Optionally, the converting the image to be analyzed into a gray-scale map by using a weighted average method includes:

the weighted average formula is:

G(i，j)＝0.299*R(i，j)+0.578*G(i，j)+0.114*B(i,j)

wherein:

g (i, j) is the gray value of the pixel (i, j);

r (i, j), G (i, j), B (i, j) are the pixel values of pixel (i, j) on R, G, B color channels, respectively.

Optionally, the binarizing the gray scale map by using a local adaptive binarization method includes:

the method comprises the following steps of utilizing a local self-adaptive binarization method to carry out binarization processing on a gray map, taking a pixel set reaching a self-adaptive threshold value as an image effective pixel, taking a pixel set not reaching the self-adaptive threshold value as an image invalid pixel, and simultaneously taking the image effective pixel as a binarization image to be analyzed, wherein the calculation formula of the local self-adaptive threshold value is as follows:

T＝a*E+b*P+c*Q

wherein:

e represents the pixel average;

q is the root mean square value between pixels;

p is the square of the difference between pixels;

a, b and c are free parameters and are numbers between (0 and 1), and a + b + c is equal to 1.
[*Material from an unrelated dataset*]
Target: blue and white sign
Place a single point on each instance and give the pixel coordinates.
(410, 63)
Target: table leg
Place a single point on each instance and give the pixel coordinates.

Optionally, the segmenting the foreground and the background of the image by using the maximum inter-class variance method based on the neighborhood information includes:

1) dividing the gray level of the image and the neighborhood average gray level of the pixel into L levels according to the gray level value of each pixel;

2) calculating the neighborhood average gray g (x, y) of each pixel:

wherein:

f (x, y) represents a gray value at the pixel (x, y);

3) using a two-dimensional expression (i, j) for the binary image, wherein i is f (x, y), j is g (x, y), and the probability of occurrence of the two-dimensional expression (i, j) in the neighborhood is f_ijAnd the probability of occurrence of the two-dimensional expression (i, j) in the whole binary image is P_ij：

Wherein:

m multiplied by N is the size of the binary image;

4) dividing the image into 4 image areas according to the clockwise direction, and defining a two-dimensional inter-class variance matrix:

wherein:

ω_kis the probability distribution of k region pixel occurrence;

μ_kis the k area pixel mean value;

μ_ris the image pixel mean;

5) using a two-dimensional inter-class variance matrix as a measurement value of inter-class dispersion to obtain an optimal segmentation threshold(s) of a maximum inter-class variance method based on neighborhood information^*,t^*)：

S_B(s^*，t^*)＝max{P_ijS_B}

And segmenting the foreground and the background of the binary image by utilizing the optimal segmentation threshold value.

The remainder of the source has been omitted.